Il y a de nombreuses Barlow sur le marché et il est difficile de faire un choix. Simplement nous vous recommandons d'éviter les Barlow premier prix qui sont vraiment immondes et n'apportent rien, bien au contraire elles "détruisent" l'image et ne serviront à rien. Si vous souhaitez utiliser une Barlow, pour la photographie, choisissez-la de bonne qualité, autrement c'est un non-sens.

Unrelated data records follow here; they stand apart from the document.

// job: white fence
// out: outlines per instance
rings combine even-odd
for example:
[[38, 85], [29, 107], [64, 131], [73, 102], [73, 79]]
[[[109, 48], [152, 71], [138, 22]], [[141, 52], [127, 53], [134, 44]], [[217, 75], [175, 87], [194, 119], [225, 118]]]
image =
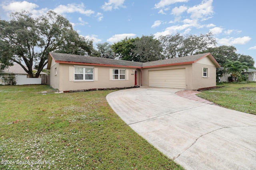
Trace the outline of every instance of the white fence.
[[[26, 75], [15, 76], [16, 85], [41, 84], [42, 78], [27, 78]], [[5, 85], [5, 82], [2, 77], [0, 77], [0, 84]]]
[[26, 75], [15, 76], [16, 85], [41, 84], [41, 78], [27, 78]]

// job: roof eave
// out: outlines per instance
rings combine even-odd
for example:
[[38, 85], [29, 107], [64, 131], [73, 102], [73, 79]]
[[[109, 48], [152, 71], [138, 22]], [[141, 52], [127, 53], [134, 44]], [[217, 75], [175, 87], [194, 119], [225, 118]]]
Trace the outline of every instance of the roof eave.
[[142, 66], [142, 68], [152, 68], [152, 67], [162, 67], [162, 66], [170, 66], [178, 65], [188, 64], [192, 64], [194, 63], [194, 62], [193, 61], [189, 61], [188, 62], [179, 63], [170, 63], [170, 64], [164, 64], [154, 65], [152, 66]]
[[114, 65], [114, 64], [96, 64], [96, 63], [79, 63], [79, 62], [74, 62], [72, 61], [55, 61], [56, 63], [62, 64], [72, 64], [80, 65], [89, 65], [94, 66], [111, 66], [116, 67], [128, 67], [128, 68], [141, 68], [140, 66], [124, 66], [122, 65]]
[[210, 59], [212, 59], [212, 61], [213, 61], [214, 62], [214, 63], [215, 64], [215, 66], [216, 66], [216, 68], [220, 68], [221, 67], [220, 65], [219, 64], [219, 63], [218, 63], [217, 62], [217, 61], [216, 61], [216, 60], [215, 60], [215, 59], [214, 59], [214, 58], [213, 57], [213, 56], [212, 56], [212, 54], [211, 54], [210, 53], [208, 53], [207, 54], [206, 54], [205, 55], [204, 55], [204, 56], [202, 56], [202, 57], [199, 58], [197, 60], [196, 60], [195, 61], [194, 61], [194, 63], [196, 63], [196, 62], [197, 62], [198, 61], [201, 60], [204, 57], [206, 57], [208, 56], [208, 55], [210, 55], [210, 57], [211, 57]]

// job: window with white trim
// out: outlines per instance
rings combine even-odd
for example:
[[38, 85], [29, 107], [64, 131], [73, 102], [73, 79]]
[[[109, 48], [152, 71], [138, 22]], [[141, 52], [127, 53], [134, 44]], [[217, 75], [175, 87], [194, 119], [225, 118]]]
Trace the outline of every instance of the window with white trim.
[[208, 68], [203, 68], [203, 77], [208, 77]]
[[113, 69], [113, 80], [125, 80], [125, 70]]
[[74, 67], [74, 81], [93, 81], [93, 67]]

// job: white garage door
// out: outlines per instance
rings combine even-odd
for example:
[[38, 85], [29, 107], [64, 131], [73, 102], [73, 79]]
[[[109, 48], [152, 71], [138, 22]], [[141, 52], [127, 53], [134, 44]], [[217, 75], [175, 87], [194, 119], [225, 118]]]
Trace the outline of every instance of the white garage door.
[[185, 68], [149, 71], [149, 86], [186, 89]]

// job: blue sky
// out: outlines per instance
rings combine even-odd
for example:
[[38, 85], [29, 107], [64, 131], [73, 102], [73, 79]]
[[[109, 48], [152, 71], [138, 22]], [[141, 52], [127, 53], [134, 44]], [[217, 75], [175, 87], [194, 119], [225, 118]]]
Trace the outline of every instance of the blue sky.
[[255, 0], [2, 0], [1, 19], [28, 10], [35, 16], [50, 10], [62, 15], [94, 44], [126, 37], [200, 35], [211, 31], [218, 46], [233, 45], [256, 62]]

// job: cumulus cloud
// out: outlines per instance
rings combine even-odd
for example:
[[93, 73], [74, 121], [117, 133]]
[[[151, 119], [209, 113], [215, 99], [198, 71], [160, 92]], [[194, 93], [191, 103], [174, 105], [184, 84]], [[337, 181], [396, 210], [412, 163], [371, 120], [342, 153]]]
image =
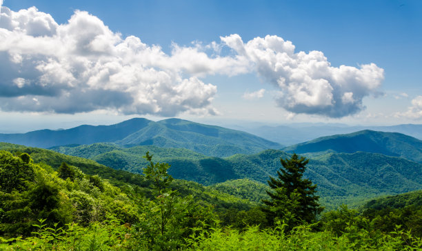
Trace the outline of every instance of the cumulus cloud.
[[243, 43], [240, 36], [221, 37], [249, 61], [261, 78], [281, 90], [277, 104], [293, 113], [341, 117], [363, 109], [362, 99], [376, 94], [383, 70], [374, 63], [333, 67], [323, 52], [295, 52], [292, 42], [277, 36]]
[[248, 100], [258, 99], [262, 98], [265, 92], [265, 89], [261, 89], [259, 90], [257, 90], [253, 92], [245, 92], [243, 94], [243, 99], [248, 99]]
[[[3, 111], [72, 114], [108, 109], [162, 116], [191, 110], [217, 112], [210, 106], [217, 86], [203, 83], [197, 74], [221, 63], [210, 63], [205, 56], [199, 58], [203, 64], [176, 63], [191, 60], [194, 56], [190, 51], [204, 54], [197, 49], [174, 46], [174, 54], [166, 55], [137, 37], [122, 39], [86, 12], [77, 11], [67, 23], [59, 25], [34, 7], [1, 10]], [[183, 78], [182, 70], [191, 76]]]
[[412, 100], [412, 106], [403, 113], [396, 114], [396, 117], [407, 117], [409, 119], [422, 119], [422, 96], [418, 96]]
[[[221, 40], [173, 44], [166, 54], [138, 37], [121, 37], [86, 12], [76, 11], [58, 24], [34, 7], [14, 12], [3, 6], [0, 109], [216, 114], [217, 86], [201, 79], [256, 72], [279, 89], [277, 105], [292, 114], [341, 117], [363, 109], [363, 98], [376, 94], [383, 79], [383, 70], [374, 63], [333, 67], [321, 52], [295, 52], [291, 41], [277, 36], [244, 43], [231, 34]], [[232, 52], [223, 54], [225, 46]], [[260, 98], [264, 92], [243, 98]]]

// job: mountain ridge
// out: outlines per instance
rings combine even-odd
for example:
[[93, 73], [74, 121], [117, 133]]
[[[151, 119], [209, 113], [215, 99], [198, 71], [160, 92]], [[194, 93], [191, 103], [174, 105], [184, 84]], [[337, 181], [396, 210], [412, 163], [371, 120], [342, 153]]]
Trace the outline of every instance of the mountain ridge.
[[183, 148], [213, 157], [283, 147], [248, 132], [174, 118], [157, 122], [134, 118], [110, 126], [83, 125], [67, 130], [0, 134], [0, 141], [43, 148], [100, 142], [123, 147], [154, 145]]
[[401, 157], [422, 163], [422, 141], [399, 132], [365, 130], [346, 134], [325, 136], [283, 148], [297, 154], [358, 151]]

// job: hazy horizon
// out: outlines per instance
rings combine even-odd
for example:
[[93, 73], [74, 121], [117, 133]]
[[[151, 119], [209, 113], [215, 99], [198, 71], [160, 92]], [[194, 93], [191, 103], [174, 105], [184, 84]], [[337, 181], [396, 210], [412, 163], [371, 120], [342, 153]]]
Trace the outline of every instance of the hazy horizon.
[[421, 1], [0, 6], [0, 132], [132, 117], [422, 123]]

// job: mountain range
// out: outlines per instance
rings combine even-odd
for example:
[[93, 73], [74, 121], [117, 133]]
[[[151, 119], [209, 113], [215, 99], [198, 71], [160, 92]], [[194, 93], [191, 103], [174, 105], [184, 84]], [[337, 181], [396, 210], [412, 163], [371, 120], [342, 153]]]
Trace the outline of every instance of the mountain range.
[[400, 157], [422, 163], [422, 141], [401, 133], [369, 130], [323, 137], [285, 148], [283, 150], [297, 154], [361, 151]]
[[403, 124], [390, 126], [347, 126], [336, 123], [293, 123], [279, 126], [259, 126], [243, 123], [230, 124], [240, 130], [284, 145], [294, 145], [325, 136], [343, 134], [364, 130], [399, 132], [422, 140], [422, 125]]
[[132, 119], [111, 126], [80, 126], [61, 130], [41, 130], [24, 134], [0, 134], [0, 141], [48, 148], [57, 145], [114, 143], [129, 147], [157, 145], [181, 148], [208, 156], [228, 157], [282, 148], [251, 134], [179, 119], [154, 122]]
[[134, 173], [142, 173], [147, 164], [142, 157], [149, 151], [154, 161], [171, 165], [170, 172], [176, 179], [205, 185], [223, 183], [219, 188], [233, 192], [236, 183], [227, 182], [240, 180], [242, 185], [256, 187], [251, 182], [257, 181], [265, 186], [281, 167], [280, 158], [296, 152], [310, 159], [305, 177], [318, 185], [325, 205], [422, 189], [422, 141], [400, 133], [367, 130], [283, 148], [214, 126], [177, 119], [133, 119], [112, 126], [0, 135], [0, 141], [5, 138], [29, 145], [43, 143], [56, 152]]

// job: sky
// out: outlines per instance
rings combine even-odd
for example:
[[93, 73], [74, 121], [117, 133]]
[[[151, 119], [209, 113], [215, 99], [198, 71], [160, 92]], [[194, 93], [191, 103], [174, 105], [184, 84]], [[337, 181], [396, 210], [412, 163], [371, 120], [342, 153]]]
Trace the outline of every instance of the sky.
[[419, 0], [0, 5], [0, 132], [422, 123]]

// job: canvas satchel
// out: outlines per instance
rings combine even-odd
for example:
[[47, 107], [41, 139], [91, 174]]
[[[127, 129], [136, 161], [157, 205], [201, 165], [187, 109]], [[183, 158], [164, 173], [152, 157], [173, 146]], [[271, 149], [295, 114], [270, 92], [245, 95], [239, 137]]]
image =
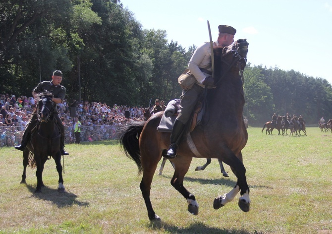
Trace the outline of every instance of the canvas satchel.
[[188, 90], [194, 86], [196, 82], [196, 78], [189, 69], [187, 68], [177, 78], [177, 82], [182, 89]]

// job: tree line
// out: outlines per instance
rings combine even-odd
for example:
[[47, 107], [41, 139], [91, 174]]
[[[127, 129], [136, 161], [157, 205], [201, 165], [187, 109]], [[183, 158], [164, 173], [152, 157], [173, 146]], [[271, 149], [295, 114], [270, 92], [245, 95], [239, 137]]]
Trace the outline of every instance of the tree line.
[[[82, 100], [146, 107], [181, 95], [177, 78], [196, 46], [184, 48], [168, 42], [166, 30], [142, 29], [120, 0], [4, 0], [0, 10], [0, 93], [29, 96], [58, 69], [69, 99], [80, 94]], [[325, 79], [250, 63], [244, 75], [251, 124], [274, 112], [302, 115], [309, 123], [332, 117]]]

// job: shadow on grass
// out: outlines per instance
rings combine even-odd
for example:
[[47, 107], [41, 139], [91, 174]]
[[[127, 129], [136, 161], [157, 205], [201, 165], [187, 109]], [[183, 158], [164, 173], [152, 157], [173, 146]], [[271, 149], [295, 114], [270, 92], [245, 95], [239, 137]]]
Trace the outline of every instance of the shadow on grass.
[[[170, 180], [171, 176], [165, 176], [164, 175], [159, 176], [162, 176], [165, 178], [168, 178]], [[214, 185], [226, 185], [229, 187], [233, 187], [236, 183], [236, 180], [234, 179], [230, 179], [229, 177], [221, 177], [220, 179], [208, 179], [202, 178], [194, 178], [191, 177], [185, 176], [184, 181], [188, 181], [190, 182], [197, 182], [202, 184], [213, 184]], [[248, 184], [249, 188], [266, 188], [269, 189], [273, 189], [273, 187], [270, 187], [265, 185], [250, 185]]]
[[32, 197], [44, 201], [51, 201], [58, 208], [71, 206], [73, 205], [88, 206], [90, 204], [88, 202], [78, 201], [76, 199], [77, 196], [74, 193], [67, 192], [60, 193], [57, 191], [57, 189], [51, 188], [47, 186], [42, 188], [42, 192], [35, 193], [35, 187], [29, 184], [25, 184], [25, 185], [32, 193]]
[[119, 144], [118, 140], [104, 140], [104, 141], [84, 141], [80, 143], [82, 145], [117, 145]]
[[150, 222], [148, 228], [155, 230], [163, 230], [169, 233], [181, 233], [181, 234], [248, 234], [249, 233], [259, 234], [255, 230], [253, 233], [249, 232], [241, 229], [225, 229], [218, 228], [213, 228], [207, 226], [202, 222], [197, 222], [192, 224], [187, 227], [178, 227], [174, 225], [165, 224], [163, 222]]
[[[171, 177], [168, 176], [159, 176], [164, 177], [165, 178], [168, 178], [170, 180]], [[236, 181], [234, 180], [230, 179], [229, 178], [226, 178], [225, 177], [221, 177], [220, 179], [208, 179], [208, 178], [195, 178], [188, 176], [184, 176], [183, 179], [184, 181], [187, 181], [190, 182], [197, 182], [202, 184], [213, 184], [215, 185], [219, 185], [221, 184], [234, 186], [235, 184], [236, 183]]]

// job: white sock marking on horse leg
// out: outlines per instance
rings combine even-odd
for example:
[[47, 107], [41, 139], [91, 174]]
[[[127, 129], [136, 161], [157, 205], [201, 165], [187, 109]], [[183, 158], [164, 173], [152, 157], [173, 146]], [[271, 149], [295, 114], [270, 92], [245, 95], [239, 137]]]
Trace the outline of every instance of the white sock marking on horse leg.
[[59, 183], [59, 186], [57, 187], [57, 188], [63, 188], [64, 189], [64, 186], [63, 186], [63, 184], [62, 183]]
[[164, 167], [163, 167], [163, 165], [160, 166], [160, 168], [159, 169], [159, 174], [158, 174], [158, 176], [161, 176], [163, 175], [163, 171], [164, 171]]
[[199, 206], [198, 205], [198, 203], [196, 200], [187, 198], [187, 202], [188, 203], [188, 205], [191, 204], [193, 206], [196, 207], [199, 207]]
[[249, 193], [248, 192], [248, 191], [246, 191], [245, 193], [244, 193], [242, 197], [240, 198], [240, 199], [244, 199], [246, 203], [250, 203], [250, 198], [249, 198]]
[[236, 194], [240, 191], [240, 187], [236, 185], [229, 192], [225, 193], [223, 196], [221, 196], [222, 199], [221, 200], [221, 205], [224, 206], [230, 201], [232, 201]]

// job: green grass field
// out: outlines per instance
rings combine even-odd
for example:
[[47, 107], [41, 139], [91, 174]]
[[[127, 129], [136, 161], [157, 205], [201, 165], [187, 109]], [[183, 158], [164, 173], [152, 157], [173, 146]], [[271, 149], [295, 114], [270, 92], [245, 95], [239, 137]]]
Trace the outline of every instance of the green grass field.
[[[185, 199], [170, 184], [173, 169], [152, 185], [151, 200], [161, 224], [152, 224], [139, 189], [141, 176], [115, 141], [68, 145], [63, 178], [67, 192], [57, 191], [53, 159], [43, 174], [46, 187], [33, 193], [35, 169], [21, 184], [22, 154], [0, 149], [0, 234], [332, 234], [332, 134], [307, 128], [308, 136], [266, 135], [249, 128], [242, 151], [250, 188], [251, 209], [234, 201], [214, 210], [214, 199], [229, 191], [236, 177], [222, 176], [217, 160], [194, 159], [184, 186], [200, 205], [198, 216], [187, 211]], [[275, 130], [274, 134], [277, 131]], [[160, 163], [160, 164], [161, 163]]]

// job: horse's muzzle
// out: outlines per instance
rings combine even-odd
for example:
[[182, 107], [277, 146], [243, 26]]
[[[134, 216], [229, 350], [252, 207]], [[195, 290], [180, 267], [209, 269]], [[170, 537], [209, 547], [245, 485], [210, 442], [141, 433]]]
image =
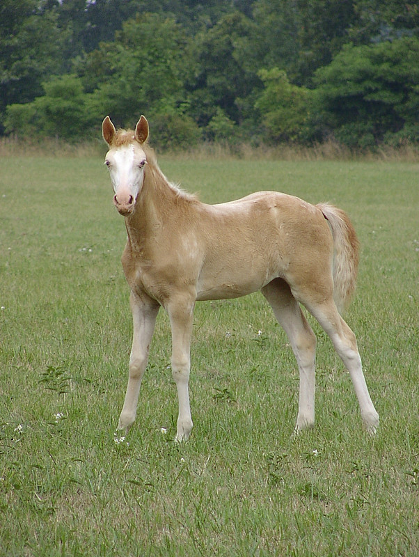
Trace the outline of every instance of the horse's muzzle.
[[120, 214], [123, 217], [127, 217], [134, 212], [135, 199], [132, 195], [115, 195], [113, 196], [113, 205], [116, 207]]

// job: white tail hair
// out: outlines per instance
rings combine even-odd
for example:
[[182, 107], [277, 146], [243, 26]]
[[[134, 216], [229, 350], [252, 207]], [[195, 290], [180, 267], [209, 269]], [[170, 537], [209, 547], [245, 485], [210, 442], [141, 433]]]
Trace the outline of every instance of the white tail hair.
[[356, 284], [359, 242], [345, 211], [330, 203], [318, 203], [317, 207], [329, 221], [333, 237], [333, 298], [342, 313], [348, 306]]

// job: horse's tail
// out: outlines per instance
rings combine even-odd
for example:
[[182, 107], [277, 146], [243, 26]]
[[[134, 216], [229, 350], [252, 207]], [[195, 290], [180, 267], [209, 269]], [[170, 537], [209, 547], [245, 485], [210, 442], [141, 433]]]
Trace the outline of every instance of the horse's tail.
[[340, 313], [349, 304], [355, 290], [359, 242], [349, 217], [329, 203], [317, 205], [329, 221], [333, 237], [333, 298]]

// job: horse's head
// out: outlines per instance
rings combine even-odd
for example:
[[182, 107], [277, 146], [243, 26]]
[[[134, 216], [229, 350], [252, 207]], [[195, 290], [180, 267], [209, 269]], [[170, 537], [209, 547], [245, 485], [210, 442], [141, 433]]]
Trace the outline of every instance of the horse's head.
[[113, 203], [124, 217], [132, 214], [144, 182], [147, 164], [142, 146], [148, 137], [148, 123], [141, 116], [134, 132], [116, 132], [109, 116], [102, 123], [103, 138], [109, 146], [105, 164], [109, 169], [115, 195]]

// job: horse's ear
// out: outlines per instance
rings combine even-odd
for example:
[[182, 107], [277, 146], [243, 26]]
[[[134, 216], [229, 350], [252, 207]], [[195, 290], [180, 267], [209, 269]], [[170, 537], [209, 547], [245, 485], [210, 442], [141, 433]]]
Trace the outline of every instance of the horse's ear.
[[102, 123], [102, 134], [108, 145], [111, 145], [116, 134], [115, 126], [111, 121], [109, 116], [106, 116]]
[[145, 116], [141, 116], [135, 127], [135, 139], [140, 143], [143, 143], [148, 137], [148, 122]]

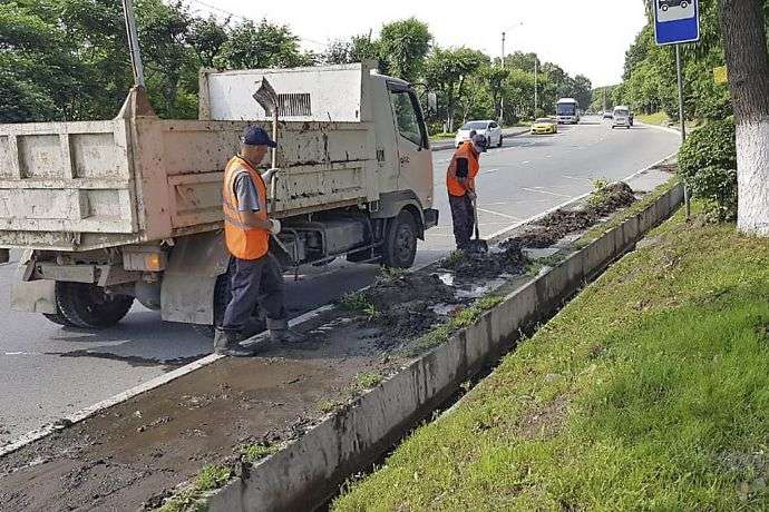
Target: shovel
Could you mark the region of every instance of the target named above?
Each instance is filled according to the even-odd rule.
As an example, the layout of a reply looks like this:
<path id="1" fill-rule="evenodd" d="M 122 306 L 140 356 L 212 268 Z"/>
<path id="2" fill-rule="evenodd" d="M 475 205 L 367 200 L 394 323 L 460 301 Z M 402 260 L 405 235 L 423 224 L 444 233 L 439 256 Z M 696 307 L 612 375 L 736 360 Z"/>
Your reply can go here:
<path id="1" fill-rule="evenodd" d="M 488 242 L 480 239 L 480 228 L 478 227 L 478 203 L 477 199 L 473 199 L 473 213 L 475 217 L 475 239 L 470 240 L 470 245 L 467 249 L 470 253 L 486 254 L 488 253 Z"/>

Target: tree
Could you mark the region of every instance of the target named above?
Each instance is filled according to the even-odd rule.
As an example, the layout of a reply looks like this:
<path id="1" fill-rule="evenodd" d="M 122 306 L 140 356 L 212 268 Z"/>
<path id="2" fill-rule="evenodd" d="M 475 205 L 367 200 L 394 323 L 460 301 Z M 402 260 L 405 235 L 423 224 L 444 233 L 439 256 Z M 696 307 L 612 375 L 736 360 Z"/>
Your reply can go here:
<path id="1" fill-rule="evenodd" d="M 584 75 L 574 77 L 574 89 L 572 90 L 572 98 L 576 99 L 580 108 L 586 109 L 593 99 L 593 82 Z"/>
<path id="2" fill-rule="evenodd" d="M 302 53 L 299 38 L 285 26 L 262 20 L 235 26 L 214 59 L 225 69 L 294 68 L 310 66 L 314 57 Z"/>
<path id="3" fill-rule="evenodd" d="M 215 17 L 208 19 L 195 19 L 189 23 L 186 40 L 197 53 L 201 63 L 206 68 L 214 66 L 214 58 L 222 51 L 227 42 L 227 29 L 230 19 L 221 23 Z"/>
<path id="4" fill-rule="evenodd" d="M 416 18 L 383 26 L 378 46 L 387 66 L 384 71 L 403 80 L 416 81 L 430 50 L 431 39 L 427 23 Z"/>
<path id="5" fill-rule="evenodd" d="M 464 93 L 467 79 L 488 62 L 487 56 L 469 48 L 435 48 L 425 62 L 427 85 L 432 90 L 439 90 L 445 98 L 448 131 L 454 131 L 456 100 Z"/>
<path id="6" fill-rule="evenodd" d="M 769 236 L 769 55 L 762 0 L 721 0 L 737 125 L 738 227 Z"/>

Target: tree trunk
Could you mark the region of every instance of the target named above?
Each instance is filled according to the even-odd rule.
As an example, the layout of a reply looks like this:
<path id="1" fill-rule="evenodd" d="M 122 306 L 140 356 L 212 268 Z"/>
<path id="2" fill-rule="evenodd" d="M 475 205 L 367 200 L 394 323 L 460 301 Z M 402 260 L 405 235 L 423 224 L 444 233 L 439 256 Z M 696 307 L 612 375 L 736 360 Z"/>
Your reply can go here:
<path id="1" fill-rule="evenodd" d="M 737 125 L 738 227 L 769 236 L 769 55 L 763 0 L 720 0 Z"/>

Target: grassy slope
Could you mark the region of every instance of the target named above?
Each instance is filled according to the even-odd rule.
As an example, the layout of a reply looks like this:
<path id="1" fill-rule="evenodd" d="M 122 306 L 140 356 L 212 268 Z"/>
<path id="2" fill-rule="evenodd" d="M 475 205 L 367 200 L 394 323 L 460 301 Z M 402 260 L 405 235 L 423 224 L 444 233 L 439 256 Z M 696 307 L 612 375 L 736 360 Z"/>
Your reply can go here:
<path id="1" fill-rule="evenodd" d="M 335 510 L 769 508 L 769 240 L 654 236 Z"/>
<path id="2" fill-rule="evenodd" d="M 656 112 L 656 114 L 636 114 L 635 119 L 640 120 L 641 122 L 645 122 L 646 125 L 659 125 L 659 126 L 668 126 L 670 122 L 670 117 L 665 112 Z"/>

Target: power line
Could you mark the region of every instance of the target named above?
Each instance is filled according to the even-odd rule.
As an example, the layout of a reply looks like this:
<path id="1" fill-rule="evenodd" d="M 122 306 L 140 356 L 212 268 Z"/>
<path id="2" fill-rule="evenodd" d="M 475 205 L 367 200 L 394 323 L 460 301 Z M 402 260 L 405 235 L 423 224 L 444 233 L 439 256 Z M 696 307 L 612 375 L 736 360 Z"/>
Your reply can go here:
<path id="1" fill-rule="evenodd" d="M 247 17 L 247 16 L 237 14 L 237 13 L 235 13 L 235 12 L 228 11 L 228 10 L 226 10 L 226 9 L 222 9 L 221 7 L 212 6 L 211 3 L 206 3 L 206 2 L 201 1 L 201 0 L 186 0 L 186 1 L 187 1 L 187 2 L 191 2 L 191 3 L 196 3 L 196 4 L 201 6 L 201 7 L 204 7 L 204 8 L 206 8 L 206 9 L 211 9 L 211 10 L 221 12 L 221 13 L 223 13 L 223 14 L 227 14 L 227 16 L 231 17 L 231 18 L 239 18 L 239 19 L 241 19 L 241 20 L 251 21 L 251 22 L 254 22 L 254 23 L 259 23 L 259 22 L 260 22 L 260 21 L 257 21 L 257 20 L 255 20 L 255 19 L 253 19 L 253 18 L 250 18 L 250 17 Z M 323 48 L 328 48 L 328 47 L 329 47 L 329 43 L 328 43 L 328 42 L 320 42 L 320 41 L 315 41 L 315 40 L 312 40 L 312 39 L 303 38 L 303 37 L 301 37 L 301 36 L 298 36 L 298 38 L 299 38 L 299 40 L 302 41 L 302 42 L 309 42 L 309 43 L 311 43 L 311 45 L 315 45 L 315 46 L 323 47 Z"/>

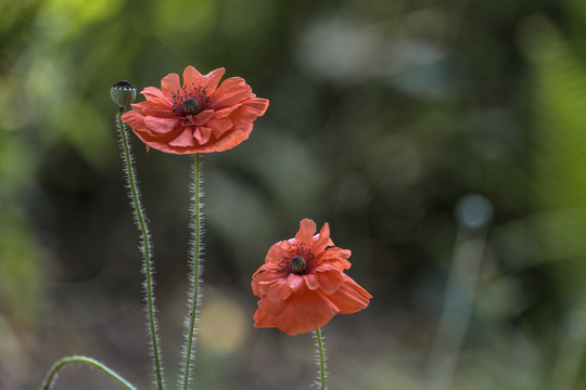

En visuel, nous recommandons les oculaires à focale directement adaptée au grossissement souhaité. Utilisez le moins possible des Barlow en visuel.

Conclusion

Le calcul ci-dessus est valable quelque soit l'instrument et ce, malgré le fait qu'on ne tienne pas compte de l'efficience du capteur ni de l'instrument. C'est avant tout un point de départ pour ne pas construire une solution photo qui ne fonctionnerait pas du tout (F/D 30 avec caméra dont les photosites ferait 2 microns par exemple)..

Il vous permet donc de constituer une chaine d'imagerie autour de laquelle vous pourrez faire des ajustements. Par exemple si le rapport F/D idéal est aux alentours de F/D10 vous pourrez tout à fait imager de F/8 à F/15 selon les performances de la caméra, la turbulence, la qualité du ciel et les nombreux autres facteurs améliorant ou dégradant les performances globales de votre solution d'imagerie.

Notez toutefois que dépasser cette plage de valeurs n'apportera pas plus de résolution à votre image car vous dépasserez le pouvoir de résolution de votre instrument détriment du bruit :-) Au contraire, "tirer" un peu moins sur l'optique pourra permettre des captures plus faciles et qualitatives dans des conditions difficiles de turbulence ou des poses ultra-courtes s'imposent.

Ici comme dans de nombreux domaines la réponse n'est pas triviale et doit nécessairement s'accompagner d'une partie expérimentale, la théorie n'étant là que pour guider dans les grandes lignes le choix des matériels et des assemblages. Une fois à poste, l'astronome amateur ajustera sa solution d'imagerie en fonction de l'objet et des conditions (ciel etc...).